Initially I turned, as one does in the early stages of the discussion of a Bill in Committee, to the explanatory notes but, with respect to the officials who drafted it, all that the notes do is to explain the Bill in English. I assumed that the clause was a way to demonstrate with some assurance that, as a country, we had complied with the requirements of the human rights legislation. The Under-Secretary was clear and open in his remarks that it was not sufficient in itself to have a determinations panel. What will it be for? As he said, we have the tribunal and the ombudsman. It seems that the tribunal gets us home in respect of human rights legislation.

Why do we need another layer of decision making? I apologise for paraphrasing but, as the hon. Member for Northavon said, the regulator itself is meant to be separate and impartial when undertaking such an important job.
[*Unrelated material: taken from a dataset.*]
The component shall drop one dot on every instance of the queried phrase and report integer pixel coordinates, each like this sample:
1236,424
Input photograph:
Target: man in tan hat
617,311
It is meant to look at matters from an independent perspective and take decisions about what action should take place. Other safeguards are built into the Bill, but the clause is gold plating gone mad, especially as it will not deliver a result along the lines of a challenge under the human rights legislation.
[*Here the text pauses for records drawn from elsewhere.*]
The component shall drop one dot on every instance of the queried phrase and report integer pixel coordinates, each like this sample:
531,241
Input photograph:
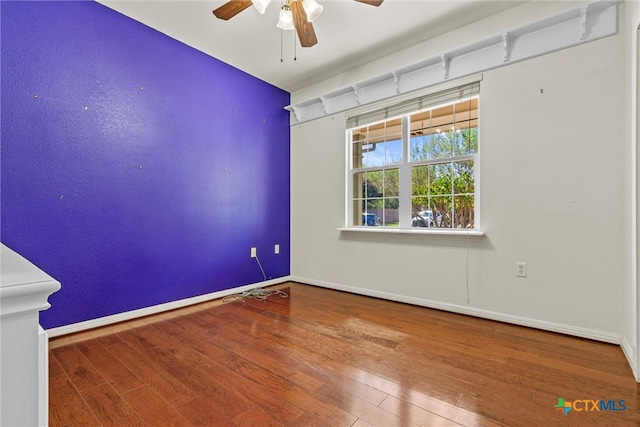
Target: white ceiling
350,34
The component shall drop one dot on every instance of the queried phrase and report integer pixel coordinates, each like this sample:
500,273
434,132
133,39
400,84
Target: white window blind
422,102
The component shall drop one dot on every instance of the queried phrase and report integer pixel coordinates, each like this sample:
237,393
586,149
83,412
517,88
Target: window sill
435,231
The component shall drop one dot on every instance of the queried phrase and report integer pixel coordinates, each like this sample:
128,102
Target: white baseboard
134,314
485,314
627,349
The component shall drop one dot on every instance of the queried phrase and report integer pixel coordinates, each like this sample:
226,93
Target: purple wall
135,170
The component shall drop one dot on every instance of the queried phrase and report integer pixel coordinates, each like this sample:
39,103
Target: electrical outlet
521,269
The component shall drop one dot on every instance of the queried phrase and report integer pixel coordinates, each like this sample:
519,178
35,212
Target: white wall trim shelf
581,24
24,292
413,231
593,334
155,309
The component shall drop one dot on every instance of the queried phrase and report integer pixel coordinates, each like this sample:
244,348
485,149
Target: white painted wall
630,22
554,193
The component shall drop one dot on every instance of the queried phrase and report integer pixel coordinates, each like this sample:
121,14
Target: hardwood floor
327,358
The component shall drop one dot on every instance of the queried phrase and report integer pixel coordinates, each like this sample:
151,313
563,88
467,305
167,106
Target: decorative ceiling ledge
589,21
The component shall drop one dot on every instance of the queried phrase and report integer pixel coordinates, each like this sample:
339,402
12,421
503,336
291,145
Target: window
413,164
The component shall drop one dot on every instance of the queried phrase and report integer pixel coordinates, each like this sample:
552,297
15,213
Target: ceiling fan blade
231,9
371,2
306,33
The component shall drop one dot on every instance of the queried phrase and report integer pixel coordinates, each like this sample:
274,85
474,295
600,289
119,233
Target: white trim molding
470,311
134,314
587,22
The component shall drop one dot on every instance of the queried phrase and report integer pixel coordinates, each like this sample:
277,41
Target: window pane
420,181
466,127
464,211
442,210
442,190
440,178
391,216
373,184
359,185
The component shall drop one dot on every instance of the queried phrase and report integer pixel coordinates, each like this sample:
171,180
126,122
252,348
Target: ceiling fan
294,14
How will the panel operate? Again, I shall take up what the hon. Member for Northavon said. Will it have its own office? Will it be physically separate from the rest of the regulator? Will it have its own support staff? Will there be Chinese walls within the organisation? We know what it will not be. We know who will not serve on it. All those who are ineligible to do so are set out under subsection (5). It cannot be anyone who is a member of the regulator or any of the staff of the regulator. Members of the panel must be people who are nothing to do with the regulator. The same goes for the pension protection fund, the board of the fund and the staff of the board.

What sort of people will be members of the panel? During my everyday life, I have not come across a determinations panel. Will it be made up of lawyers, laymen, the great and the good or cronies of leading members of the Government? Will they be ex-flatmates of the Prime Minister? What qualifications will they have to have to be members of the determinations panel? Will the panel be a high-profile and prestigious body of which people will be clamouring to become members? How will it operate? [Hon. Members: ''Is that an application?''] Who knows what the future will bring? How will it operate? It sounds as though its members will be extremely well paid and its work will

not be overly onerous. Will the Under-Secretary give me answers to at least some of my questions? Within the estimates of extra cost, how much is the determinations panel likely to cost, with all its support staff, and do we really need it in what is already a fairly complicated structure?